The breakpoint was set with BP. If you want breakpoints

to track module load/unload state you must use BU.

Ah ha! This wasn’t what I was looking for, but you can see that before we do the final release -- or crash -- the debugger complains that a breakpoint is set in a module that has been unloaded. The crash happens shortly after this and is simply caused by trying call into the module after it’s been unloaded.

So why was it unloaded? Let’s put a breakpoint on the module unload and re-run the repro and find out:

0:005> sxe ud:toolbar

0:005> g

[...]

Breakpoint 1 hit
eax=00000001 ebx=00000000 ecx=020f395c edx=00803e30 esi=020f3d04 edi=020f9328
eip=1000ce18 esp=01eafa98 ebp=00000000 iopl=0 nv up ei pl nz na pe cy
cs=001b ss=0023 ds=0023 es=0023 fs=003b gs=0000 efl=00000203
toolbar!DllMain+0x2ff8:
1000ce18 c20400 ret 0x4

0:005> k

*** ERROR: Symbol file could not be found. Defaulted to export symbols for C:\WINDOWS\system32\kernel32.dll -

ChildEBP RetAddr

WARNING: Stack unwind information not available. Following frames may be wrong.

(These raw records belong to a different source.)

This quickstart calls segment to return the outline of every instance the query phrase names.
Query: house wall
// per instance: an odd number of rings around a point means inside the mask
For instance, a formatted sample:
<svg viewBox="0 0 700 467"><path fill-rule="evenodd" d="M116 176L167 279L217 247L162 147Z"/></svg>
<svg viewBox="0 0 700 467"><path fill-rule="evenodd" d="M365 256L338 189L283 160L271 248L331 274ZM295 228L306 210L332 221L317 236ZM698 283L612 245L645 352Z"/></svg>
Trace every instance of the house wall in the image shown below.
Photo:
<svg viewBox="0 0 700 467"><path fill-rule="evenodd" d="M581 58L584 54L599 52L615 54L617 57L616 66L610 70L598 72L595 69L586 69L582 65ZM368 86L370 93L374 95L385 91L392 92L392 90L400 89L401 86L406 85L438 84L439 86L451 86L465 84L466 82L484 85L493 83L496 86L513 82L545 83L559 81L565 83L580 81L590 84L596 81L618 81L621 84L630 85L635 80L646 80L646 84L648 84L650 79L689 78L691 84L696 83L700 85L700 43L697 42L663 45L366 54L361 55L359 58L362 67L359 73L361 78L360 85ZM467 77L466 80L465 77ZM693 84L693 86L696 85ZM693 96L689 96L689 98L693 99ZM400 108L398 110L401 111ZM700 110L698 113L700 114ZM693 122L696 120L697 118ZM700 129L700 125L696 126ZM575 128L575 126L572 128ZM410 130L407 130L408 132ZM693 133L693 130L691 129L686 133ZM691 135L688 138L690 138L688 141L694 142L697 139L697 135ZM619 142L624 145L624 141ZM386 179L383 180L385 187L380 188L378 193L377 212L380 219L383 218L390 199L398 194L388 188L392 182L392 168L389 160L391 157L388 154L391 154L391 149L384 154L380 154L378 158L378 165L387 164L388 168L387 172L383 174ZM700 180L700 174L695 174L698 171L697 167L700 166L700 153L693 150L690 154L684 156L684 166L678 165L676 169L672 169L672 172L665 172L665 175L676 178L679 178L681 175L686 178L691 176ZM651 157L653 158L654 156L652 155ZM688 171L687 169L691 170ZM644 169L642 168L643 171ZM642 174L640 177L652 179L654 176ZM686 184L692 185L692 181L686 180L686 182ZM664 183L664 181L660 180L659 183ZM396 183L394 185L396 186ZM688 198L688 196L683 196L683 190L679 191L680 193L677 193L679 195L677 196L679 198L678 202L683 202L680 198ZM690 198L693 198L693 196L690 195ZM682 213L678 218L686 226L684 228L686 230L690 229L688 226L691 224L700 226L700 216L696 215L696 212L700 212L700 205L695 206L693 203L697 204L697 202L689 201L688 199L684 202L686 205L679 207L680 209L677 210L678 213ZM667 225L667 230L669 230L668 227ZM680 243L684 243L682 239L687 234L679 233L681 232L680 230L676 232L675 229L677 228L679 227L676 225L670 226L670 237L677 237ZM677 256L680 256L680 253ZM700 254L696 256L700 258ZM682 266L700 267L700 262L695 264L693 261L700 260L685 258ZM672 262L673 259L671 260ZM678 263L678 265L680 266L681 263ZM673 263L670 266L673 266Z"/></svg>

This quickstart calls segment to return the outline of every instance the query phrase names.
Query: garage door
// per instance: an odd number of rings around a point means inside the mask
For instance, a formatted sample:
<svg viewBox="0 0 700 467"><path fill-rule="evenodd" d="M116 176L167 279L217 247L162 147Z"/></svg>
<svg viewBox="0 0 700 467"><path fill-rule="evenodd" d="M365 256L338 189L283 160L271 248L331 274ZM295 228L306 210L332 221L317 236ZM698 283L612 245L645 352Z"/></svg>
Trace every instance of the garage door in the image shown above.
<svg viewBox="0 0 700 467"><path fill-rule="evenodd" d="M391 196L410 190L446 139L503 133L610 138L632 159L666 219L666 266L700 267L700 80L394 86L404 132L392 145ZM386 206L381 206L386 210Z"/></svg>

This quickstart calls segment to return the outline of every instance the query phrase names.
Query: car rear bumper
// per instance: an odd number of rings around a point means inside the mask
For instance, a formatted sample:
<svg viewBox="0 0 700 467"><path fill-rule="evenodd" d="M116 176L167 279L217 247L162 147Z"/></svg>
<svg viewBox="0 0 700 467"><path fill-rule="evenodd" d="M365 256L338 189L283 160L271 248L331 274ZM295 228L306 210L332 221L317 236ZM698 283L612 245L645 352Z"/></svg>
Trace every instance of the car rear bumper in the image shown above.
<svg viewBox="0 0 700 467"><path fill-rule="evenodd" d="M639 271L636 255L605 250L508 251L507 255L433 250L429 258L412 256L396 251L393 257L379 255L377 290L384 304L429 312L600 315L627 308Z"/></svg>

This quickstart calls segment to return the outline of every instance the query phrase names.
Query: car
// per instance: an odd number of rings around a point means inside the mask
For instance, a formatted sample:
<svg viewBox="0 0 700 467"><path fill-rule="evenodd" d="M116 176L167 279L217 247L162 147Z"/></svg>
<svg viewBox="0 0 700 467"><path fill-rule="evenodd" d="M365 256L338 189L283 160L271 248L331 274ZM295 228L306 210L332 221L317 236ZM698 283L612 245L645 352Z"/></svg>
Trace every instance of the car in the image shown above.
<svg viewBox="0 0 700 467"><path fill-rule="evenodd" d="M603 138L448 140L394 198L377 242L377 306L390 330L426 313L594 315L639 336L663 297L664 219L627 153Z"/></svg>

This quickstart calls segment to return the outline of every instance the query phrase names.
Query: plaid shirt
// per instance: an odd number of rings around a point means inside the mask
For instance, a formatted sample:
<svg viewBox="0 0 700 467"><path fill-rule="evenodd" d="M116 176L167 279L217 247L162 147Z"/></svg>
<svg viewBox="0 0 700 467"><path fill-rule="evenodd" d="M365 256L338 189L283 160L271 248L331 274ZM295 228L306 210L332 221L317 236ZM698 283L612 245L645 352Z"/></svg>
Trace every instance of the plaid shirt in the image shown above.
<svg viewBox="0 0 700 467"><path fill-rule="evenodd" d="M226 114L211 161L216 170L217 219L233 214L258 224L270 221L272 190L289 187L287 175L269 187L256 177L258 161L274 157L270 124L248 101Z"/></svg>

01eafcf4 7c80aa7f ntdll!KiFastSystemCallRet

*** ERROR: Symbol file could not be found. Defaulted to export symbols for C:\WINDOWS\system32\ole32.dll -

01eafd08 77513442 kernel32!FreeLibrary+0x19

01eafd14 77513456 ole32!CoFreeUnusedLibraries+0xa9

01eafeb8 77513578 ole32!CoFreeUnusedLibraries+0xbd

01eafec8 775133a2 ole32!CoFreeUnusedLibrariesEx+0x2e

01eafeec 007ab40f ole32!CoFreeUnusedLibraries+0x9

01eaffb4 7c80b50b xxxxx!xxx::_xxxxxxxx+0x3af

It’s being unloaded when IE’s code calls CoFreeUnusedLibrariesEx() when the window is closed. This is code I'm not super-familiar with, but I presume we’re doing it to trigger the unloading of DLLs for BHOs, toolbars ActiveX controls, and so on, to free up memory. However, we still have properly reference counted pointers to the toolbar so it shouldn’t be unloading quite yet.

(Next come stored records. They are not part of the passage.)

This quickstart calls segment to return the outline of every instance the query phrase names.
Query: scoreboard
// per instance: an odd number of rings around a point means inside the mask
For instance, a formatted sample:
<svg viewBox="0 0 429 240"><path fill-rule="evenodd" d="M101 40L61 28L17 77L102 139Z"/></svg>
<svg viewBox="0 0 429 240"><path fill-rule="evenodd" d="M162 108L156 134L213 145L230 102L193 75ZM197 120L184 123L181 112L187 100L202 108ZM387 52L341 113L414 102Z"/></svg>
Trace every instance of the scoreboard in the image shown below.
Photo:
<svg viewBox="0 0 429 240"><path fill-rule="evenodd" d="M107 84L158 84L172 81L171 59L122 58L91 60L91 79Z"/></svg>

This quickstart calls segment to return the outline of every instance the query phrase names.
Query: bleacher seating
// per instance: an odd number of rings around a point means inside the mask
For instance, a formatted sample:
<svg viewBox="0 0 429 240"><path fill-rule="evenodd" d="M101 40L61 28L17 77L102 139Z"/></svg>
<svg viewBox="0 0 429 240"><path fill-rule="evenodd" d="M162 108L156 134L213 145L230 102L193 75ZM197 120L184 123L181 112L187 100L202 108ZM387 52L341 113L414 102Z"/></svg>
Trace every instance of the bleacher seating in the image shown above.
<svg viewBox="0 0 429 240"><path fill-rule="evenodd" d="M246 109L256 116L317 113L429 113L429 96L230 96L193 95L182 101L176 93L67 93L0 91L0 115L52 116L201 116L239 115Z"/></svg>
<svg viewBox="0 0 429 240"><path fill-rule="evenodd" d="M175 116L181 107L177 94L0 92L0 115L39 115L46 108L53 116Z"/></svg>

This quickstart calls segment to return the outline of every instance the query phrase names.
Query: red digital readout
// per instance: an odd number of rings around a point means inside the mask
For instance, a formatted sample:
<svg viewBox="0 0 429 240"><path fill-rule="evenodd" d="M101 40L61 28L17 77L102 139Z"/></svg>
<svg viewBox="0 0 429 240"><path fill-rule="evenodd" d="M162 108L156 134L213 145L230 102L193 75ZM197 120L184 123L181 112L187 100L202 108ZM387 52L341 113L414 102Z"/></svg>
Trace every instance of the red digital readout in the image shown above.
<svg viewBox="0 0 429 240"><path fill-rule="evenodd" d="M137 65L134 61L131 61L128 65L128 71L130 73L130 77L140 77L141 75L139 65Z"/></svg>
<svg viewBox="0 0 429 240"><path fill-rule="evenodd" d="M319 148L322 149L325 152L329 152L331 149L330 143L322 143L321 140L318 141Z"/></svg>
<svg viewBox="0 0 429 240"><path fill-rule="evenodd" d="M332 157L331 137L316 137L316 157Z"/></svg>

According to MSDN CoFreeUnusedLibrariesEx() calls DllCanUnloadNow(), which is supposed to return S_FALSE if the DLL is not yet ready to be unloaded. Let’s set a breakpoint, step through the function, and see what it’s returning in this scenario:

0:005> bp toolbar!DllCanUnloadNow

0:005> g

  [...]

Breakpoint 0 hit

eax=00000000 ebx=00000001 ecx=77606074 edx=00000000 esi=014a6dd0 edi=77606068

eip=10008fd0 esp=01eafd20 ebp=01eafd30 iopl=0 nv up ei pl zr na po nc

cs=001b ss=0023 ds=0023 es=0023 fs=003b gs=0000 efl=00000246

toolbar!DllCanUnloadNow:

10008fd0 8b0d3c1c0410 mov ecx,[toolbar!DllMain+0x37e1c (10041c3c)] ds:0023:10041c3c=00000000

0:005> p

[...]

0:005> p

eax=00000000 ebx=00000001 ecx=00000000 edx=00000000 esi=014a6dd0 edi=77606068

eip=10008fdd esp=01eafd20 ebp=01eafd30 iopl=0 nv up ei pl zr na po nc

cs=001b ss=0023 ds=0023 es=0023 fs=003b gs=0000 efl=00000246

toolbar!DllCanUnloadNow+0xd:

10008fdd c3 ret

As you can see by looking at ‘eax’ this function is returning 0, which is S_OK. I believe this is the cause of the bug.

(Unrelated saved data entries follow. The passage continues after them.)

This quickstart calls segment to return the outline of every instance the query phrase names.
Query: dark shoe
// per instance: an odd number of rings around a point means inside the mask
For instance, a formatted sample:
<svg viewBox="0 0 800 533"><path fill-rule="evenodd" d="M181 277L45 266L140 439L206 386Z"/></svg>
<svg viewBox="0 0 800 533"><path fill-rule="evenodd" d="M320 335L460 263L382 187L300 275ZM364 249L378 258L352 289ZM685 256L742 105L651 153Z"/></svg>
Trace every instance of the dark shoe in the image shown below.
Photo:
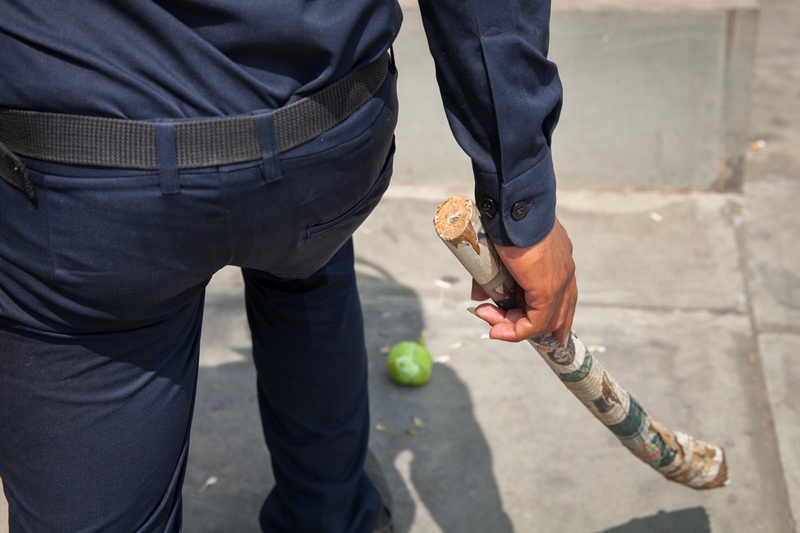
<svg viewBox="0 0 800 533"><path fill-rule="evenodd" d="M372 531L373 533L393 533L392 493L389 491L389 483L386 481L386 476L383 475L381 465L378 464L378 460L372 454L371 450L367 450L364 470L381 495L381 512L378 515L378 519L375 521L375 527Z"/></svg>

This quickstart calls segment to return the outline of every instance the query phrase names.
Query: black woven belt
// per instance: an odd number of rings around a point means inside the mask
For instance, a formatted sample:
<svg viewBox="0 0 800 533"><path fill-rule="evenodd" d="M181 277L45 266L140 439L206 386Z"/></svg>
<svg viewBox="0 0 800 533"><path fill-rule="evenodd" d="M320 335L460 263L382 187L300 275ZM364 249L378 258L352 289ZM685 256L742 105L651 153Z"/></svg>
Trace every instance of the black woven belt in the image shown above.
<svg viewBox="0 0 800 533"><path fill-rule="evenodd" d="M384 54L328 87L276 109L272 117L278 151L310 141L364 105L386 78L388 64L389 56ZM253 116L173 124L179 169L262 157ZM158 169L155 129L155 123L148 121L0 109L0 148L5 145L16 155L74 165ZM16 159L13 154L3 159ZM0 163L5 170L15 166L11 160ZM0 173L6 177L6 172Z"/></svg>

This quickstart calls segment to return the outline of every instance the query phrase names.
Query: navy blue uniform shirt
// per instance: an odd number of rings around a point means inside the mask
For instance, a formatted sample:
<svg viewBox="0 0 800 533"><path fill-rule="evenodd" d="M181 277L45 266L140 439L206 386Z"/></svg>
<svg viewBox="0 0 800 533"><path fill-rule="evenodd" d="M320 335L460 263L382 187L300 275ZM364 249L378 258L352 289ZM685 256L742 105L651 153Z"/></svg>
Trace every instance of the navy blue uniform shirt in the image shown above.
<svg viewBox="0 0 800 533"><path fill-rule="evenodd" d="M420 8L489 236L532 245L555 220L550 2ZM397 0L4 0L0 107L139 120L275 109L380 56L401 19Z"/></svg>

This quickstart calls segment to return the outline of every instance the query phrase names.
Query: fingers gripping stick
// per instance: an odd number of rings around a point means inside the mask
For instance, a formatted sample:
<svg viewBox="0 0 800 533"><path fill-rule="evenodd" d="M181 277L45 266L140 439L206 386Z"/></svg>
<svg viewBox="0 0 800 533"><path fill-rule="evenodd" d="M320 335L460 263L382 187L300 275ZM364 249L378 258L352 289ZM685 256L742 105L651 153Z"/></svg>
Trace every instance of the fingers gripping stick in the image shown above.
<svg viewBox="0 0 800 533"><path fill-rule="evenodd" d="M498 307L516 307L516 282L488 240L472 201L466 196L449 198L436 210L433 222L442 241ZM566 344L560 344L552 335L528 342L564 385L636 457L667 479L694 489L728 484L722 448L653 420L575 333L570 332Z"/></svg>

After reviewing recent changes that I had made in IE7 I found that one of them caused us to hold onto the toolbar object longer than we used to. In previous versions of IE we happened to always do the final Release() before calling CoFreeUnusedLibrariesEx(), masking the bug in the toolbar. The fix in this case, for better or worse, was to update the code so that we release earlier like we used to.

Thoughts? Are these types of walkthroughs interesting or useful? If so I’ll do more of them.